This is a group of three stumbling stones located at St. Annen-Straße 12 where the Emmering family lived and had their shop.

Eva Emmering was born in Lübeck on 27 October 1909, the youngest of Benjamin and Sara Emmering’s three children. Unlike her older sister Elena, who had been born in the Netherlands, Eva’s earliest life was directly tied to Lübeck and he attended St. Marien Girls’ Primary School from Easter 1916 until 1922, then St. Jürgen Girls’ Middle School, and took religious classes in the synagogue diagonally opposite her family’s home.

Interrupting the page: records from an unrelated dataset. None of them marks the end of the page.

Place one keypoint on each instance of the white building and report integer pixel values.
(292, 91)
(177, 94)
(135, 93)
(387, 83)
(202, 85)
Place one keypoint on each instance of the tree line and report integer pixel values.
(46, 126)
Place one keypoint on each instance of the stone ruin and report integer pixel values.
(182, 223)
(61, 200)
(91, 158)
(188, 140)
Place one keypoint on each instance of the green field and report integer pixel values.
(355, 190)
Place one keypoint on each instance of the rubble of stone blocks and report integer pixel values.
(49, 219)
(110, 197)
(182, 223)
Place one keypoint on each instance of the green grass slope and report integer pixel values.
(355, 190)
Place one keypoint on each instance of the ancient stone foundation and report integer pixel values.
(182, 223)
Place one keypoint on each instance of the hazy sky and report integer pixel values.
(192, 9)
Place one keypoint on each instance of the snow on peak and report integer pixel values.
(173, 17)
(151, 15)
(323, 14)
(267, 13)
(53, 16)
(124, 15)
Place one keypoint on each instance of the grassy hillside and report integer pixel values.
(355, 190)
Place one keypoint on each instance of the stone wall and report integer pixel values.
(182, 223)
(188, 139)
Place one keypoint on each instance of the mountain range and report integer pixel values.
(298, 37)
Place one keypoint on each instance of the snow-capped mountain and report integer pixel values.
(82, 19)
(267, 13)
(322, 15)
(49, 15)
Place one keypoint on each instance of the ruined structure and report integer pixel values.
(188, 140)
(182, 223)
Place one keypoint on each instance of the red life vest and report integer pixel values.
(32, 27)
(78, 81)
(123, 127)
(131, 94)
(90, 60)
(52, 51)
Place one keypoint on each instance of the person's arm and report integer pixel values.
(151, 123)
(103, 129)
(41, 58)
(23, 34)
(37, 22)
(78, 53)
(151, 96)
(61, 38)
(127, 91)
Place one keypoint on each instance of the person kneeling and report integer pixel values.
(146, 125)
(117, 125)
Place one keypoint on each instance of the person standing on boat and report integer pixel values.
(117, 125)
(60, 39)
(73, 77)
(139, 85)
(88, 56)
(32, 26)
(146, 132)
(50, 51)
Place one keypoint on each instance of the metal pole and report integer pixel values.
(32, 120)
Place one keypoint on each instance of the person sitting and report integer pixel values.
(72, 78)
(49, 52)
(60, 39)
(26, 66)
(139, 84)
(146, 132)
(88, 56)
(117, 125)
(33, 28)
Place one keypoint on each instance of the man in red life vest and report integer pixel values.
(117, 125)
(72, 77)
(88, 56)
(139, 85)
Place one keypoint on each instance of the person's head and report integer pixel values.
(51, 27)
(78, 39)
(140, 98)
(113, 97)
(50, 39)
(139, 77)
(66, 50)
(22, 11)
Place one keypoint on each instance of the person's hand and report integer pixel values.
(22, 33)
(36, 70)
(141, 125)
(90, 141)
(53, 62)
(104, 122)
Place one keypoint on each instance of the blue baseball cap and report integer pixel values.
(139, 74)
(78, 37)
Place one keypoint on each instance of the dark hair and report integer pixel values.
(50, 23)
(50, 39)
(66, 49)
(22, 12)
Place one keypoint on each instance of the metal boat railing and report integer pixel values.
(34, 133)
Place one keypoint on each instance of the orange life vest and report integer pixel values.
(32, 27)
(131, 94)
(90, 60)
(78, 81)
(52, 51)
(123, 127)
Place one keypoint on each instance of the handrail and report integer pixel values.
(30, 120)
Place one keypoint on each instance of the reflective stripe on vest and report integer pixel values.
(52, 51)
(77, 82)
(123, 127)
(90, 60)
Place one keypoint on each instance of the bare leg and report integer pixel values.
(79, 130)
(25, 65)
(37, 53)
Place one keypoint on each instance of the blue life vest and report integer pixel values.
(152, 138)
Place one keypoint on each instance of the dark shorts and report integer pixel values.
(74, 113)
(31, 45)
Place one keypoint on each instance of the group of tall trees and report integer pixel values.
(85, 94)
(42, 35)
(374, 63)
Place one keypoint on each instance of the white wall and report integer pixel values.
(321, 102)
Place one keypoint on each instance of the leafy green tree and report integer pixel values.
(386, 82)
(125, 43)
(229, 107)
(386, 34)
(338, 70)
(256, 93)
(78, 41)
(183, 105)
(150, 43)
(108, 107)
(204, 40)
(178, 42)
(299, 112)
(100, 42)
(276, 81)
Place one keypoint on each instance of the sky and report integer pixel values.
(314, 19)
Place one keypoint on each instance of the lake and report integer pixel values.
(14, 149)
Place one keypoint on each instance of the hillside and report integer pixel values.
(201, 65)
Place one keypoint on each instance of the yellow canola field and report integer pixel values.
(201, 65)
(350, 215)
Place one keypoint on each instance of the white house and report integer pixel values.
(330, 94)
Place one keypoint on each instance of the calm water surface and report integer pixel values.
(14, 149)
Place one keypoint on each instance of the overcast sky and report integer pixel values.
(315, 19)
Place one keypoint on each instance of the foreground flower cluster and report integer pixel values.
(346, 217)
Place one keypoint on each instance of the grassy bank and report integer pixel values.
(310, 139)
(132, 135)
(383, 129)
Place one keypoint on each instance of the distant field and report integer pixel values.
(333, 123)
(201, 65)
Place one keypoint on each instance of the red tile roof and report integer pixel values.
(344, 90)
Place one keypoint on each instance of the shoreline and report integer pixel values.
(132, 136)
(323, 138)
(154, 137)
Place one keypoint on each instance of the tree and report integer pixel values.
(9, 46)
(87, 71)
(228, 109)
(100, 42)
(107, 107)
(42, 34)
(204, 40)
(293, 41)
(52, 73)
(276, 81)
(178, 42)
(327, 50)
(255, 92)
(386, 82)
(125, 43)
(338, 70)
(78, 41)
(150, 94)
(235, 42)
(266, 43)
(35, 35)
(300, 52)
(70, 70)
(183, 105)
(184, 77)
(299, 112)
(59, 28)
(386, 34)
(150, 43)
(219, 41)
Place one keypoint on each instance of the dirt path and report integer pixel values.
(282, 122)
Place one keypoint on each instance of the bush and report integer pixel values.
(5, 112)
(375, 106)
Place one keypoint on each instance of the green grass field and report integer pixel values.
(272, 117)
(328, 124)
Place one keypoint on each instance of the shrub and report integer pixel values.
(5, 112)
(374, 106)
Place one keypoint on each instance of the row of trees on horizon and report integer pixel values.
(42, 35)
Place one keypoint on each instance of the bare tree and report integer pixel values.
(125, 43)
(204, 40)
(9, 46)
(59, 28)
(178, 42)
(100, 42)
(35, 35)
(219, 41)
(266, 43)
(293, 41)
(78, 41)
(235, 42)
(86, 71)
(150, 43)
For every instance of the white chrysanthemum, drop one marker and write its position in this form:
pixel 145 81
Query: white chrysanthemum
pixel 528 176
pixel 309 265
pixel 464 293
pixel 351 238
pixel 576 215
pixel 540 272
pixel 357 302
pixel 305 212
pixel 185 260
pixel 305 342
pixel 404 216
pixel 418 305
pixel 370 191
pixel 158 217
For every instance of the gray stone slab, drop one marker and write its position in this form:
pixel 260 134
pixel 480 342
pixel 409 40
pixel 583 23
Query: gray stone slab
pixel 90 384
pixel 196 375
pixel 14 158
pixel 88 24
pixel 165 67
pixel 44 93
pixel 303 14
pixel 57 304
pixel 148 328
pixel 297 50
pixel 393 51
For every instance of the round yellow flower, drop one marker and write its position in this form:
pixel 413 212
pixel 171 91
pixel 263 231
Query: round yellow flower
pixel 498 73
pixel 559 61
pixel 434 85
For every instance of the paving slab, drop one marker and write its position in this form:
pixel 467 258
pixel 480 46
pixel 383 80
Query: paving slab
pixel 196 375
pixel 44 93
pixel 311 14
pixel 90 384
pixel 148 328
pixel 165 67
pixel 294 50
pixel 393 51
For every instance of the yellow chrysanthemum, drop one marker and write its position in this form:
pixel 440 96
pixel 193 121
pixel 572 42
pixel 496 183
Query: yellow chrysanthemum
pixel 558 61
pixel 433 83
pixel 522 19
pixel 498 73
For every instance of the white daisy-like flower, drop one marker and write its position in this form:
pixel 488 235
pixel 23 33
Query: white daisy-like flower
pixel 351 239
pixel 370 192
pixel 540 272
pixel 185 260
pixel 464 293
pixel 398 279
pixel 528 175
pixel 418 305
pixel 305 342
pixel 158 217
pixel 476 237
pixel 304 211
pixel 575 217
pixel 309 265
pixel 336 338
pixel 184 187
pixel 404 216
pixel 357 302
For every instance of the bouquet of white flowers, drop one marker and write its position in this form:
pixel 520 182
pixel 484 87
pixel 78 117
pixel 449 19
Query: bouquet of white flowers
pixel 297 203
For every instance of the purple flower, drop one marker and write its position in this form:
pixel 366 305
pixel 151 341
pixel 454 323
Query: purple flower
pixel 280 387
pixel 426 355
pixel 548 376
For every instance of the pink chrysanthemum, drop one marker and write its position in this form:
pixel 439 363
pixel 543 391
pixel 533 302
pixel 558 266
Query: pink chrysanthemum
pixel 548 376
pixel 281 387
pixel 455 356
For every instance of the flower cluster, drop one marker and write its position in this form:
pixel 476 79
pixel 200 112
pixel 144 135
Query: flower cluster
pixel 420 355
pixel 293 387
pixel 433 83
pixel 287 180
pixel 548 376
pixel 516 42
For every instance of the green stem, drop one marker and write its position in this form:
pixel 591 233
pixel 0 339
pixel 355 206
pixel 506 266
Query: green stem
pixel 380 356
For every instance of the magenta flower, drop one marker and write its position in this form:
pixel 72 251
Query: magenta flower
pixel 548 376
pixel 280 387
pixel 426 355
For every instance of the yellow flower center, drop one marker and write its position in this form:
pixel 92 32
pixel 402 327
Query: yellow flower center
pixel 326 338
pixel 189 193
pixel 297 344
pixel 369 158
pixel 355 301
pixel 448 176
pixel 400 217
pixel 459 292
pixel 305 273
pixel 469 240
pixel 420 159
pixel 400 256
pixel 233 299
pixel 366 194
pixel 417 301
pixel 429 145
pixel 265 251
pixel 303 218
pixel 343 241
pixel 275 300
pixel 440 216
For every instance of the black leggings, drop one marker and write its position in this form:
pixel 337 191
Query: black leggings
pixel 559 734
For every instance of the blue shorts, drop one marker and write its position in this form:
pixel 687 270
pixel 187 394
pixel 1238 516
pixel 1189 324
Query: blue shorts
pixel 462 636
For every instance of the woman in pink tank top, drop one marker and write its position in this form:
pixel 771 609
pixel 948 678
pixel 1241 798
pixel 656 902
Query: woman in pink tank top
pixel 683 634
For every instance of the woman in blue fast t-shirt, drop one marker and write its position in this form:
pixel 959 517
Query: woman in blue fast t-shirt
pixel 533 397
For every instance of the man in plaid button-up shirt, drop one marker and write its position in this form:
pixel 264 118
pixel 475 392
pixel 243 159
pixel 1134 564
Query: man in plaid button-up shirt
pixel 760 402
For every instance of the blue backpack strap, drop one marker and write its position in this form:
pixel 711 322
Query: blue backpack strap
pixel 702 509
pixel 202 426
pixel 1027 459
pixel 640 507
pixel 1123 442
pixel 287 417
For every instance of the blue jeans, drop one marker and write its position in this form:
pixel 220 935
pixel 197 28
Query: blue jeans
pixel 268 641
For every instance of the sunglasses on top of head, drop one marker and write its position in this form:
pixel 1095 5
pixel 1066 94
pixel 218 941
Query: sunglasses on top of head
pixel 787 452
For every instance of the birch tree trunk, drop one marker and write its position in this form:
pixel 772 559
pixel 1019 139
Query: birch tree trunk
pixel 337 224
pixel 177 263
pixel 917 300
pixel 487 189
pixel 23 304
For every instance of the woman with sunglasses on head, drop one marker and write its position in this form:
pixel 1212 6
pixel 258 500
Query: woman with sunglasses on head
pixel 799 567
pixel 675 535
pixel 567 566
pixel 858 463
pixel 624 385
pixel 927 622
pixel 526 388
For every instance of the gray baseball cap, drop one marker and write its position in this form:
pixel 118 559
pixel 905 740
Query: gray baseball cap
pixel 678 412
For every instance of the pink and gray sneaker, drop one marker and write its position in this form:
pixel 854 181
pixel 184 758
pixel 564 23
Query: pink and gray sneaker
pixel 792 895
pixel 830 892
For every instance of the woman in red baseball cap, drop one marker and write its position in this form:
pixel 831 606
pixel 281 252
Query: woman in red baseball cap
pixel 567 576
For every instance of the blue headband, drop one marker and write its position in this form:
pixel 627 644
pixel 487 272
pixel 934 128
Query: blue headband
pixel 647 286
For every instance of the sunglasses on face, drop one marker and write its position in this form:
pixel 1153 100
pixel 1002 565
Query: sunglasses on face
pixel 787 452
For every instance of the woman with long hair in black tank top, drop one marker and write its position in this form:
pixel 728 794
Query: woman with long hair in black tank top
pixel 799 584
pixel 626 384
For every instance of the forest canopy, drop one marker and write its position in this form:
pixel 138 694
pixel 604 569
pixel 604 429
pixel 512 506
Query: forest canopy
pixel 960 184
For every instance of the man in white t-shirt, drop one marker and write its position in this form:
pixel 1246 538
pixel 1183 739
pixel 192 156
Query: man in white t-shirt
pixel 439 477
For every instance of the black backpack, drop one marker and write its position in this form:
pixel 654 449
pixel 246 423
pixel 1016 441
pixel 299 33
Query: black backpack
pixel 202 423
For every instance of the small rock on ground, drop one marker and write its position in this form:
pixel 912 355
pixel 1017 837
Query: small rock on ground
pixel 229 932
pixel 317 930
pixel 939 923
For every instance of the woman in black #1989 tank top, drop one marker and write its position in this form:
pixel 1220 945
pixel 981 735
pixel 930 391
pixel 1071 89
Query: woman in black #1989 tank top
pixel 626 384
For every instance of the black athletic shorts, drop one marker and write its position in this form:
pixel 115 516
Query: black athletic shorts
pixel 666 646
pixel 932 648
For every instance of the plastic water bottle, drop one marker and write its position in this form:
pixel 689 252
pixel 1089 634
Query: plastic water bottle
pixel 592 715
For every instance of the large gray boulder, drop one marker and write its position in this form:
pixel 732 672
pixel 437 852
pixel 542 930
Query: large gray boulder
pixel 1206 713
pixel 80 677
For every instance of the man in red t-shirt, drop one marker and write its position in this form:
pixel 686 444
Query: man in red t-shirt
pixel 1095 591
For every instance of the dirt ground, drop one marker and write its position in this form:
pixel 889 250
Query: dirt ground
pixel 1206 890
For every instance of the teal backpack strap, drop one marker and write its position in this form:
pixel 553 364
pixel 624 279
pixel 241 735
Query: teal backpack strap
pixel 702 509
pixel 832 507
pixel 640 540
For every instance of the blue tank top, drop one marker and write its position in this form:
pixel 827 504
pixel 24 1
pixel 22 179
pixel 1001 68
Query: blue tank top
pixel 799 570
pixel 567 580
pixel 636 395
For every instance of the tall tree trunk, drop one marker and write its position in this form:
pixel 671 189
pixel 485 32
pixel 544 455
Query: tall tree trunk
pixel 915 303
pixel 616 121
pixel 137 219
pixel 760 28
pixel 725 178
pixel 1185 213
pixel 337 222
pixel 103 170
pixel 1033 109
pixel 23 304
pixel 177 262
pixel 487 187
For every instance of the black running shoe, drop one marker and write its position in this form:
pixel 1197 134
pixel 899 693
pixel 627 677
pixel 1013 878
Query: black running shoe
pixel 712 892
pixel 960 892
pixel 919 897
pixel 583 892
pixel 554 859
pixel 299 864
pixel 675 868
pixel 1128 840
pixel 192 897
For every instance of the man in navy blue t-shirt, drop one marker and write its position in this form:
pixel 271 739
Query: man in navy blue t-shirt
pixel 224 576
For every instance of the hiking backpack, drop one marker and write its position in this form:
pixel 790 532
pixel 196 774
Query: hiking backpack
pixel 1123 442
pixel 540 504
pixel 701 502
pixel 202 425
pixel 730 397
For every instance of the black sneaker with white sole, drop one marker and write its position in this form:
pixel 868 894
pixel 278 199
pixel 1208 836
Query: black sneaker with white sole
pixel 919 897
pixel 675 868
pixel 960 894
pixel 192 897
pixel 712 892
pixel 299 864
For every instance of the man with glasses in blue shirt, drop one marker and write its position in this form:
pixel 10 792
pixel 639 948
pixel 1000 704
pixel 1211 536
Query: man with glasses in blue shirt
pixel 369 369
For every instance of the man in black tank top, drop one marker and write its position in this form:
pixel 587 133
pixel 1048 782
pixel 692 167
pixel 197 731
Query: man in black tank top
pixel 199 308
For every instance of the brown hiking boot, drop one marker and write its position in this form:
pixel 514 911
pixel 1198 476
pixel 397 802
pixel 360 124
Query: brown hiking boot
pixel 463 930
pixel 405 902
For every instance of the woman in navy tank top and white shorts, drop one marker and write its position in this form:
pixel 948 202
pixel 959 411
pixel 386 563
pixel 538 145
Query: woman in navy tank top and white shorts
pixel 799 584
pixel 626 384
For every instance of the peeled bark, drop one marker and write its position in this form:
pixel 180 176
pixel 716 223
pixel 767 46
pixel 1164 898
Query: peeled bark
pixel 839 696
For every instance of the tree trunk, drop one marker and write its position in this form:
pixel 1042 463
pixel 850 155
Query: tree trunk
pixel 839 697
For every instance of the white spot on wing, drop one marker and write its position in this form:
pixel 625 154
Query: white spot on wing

Eva became a sales clerk, while her brother Aron Adolf also entered commercial work and later ran his own business. After their father Benjamin died in 1932, Eva and Elena returned from Hattingen to Lübeck to support their mother, Sara, whose illness led to her admission to Strecknitz Mental Hospital. In 1933, Eva fled to the Netherlands with Elena, and by 1941 the two sisters were living in Amsterdam at Govert Flinckstraat 98. After what must have been a hugely challenging few years, Eva and Elena must have felt some safety in Amsterdam away from the Nazi horrors. Unfortunately, the invasion of the Netherlands put them in danger once again.
Eva was interned at Westerbork and deported to Auschwitz, where she was murdered on 29 August 1942. She was 33. The death certificates for both sisters recorded Auschwitz I, and the doctor who signed them was Johann Paul Kremer (1883-1965), notorious for his involvement in experiments on prisoners. I don’t think I want to know what happened there, this family suffered terribly over the years as it was. Kremer was sentenced to death for his war crimes, but it was commuted to a prison sentence before he was released.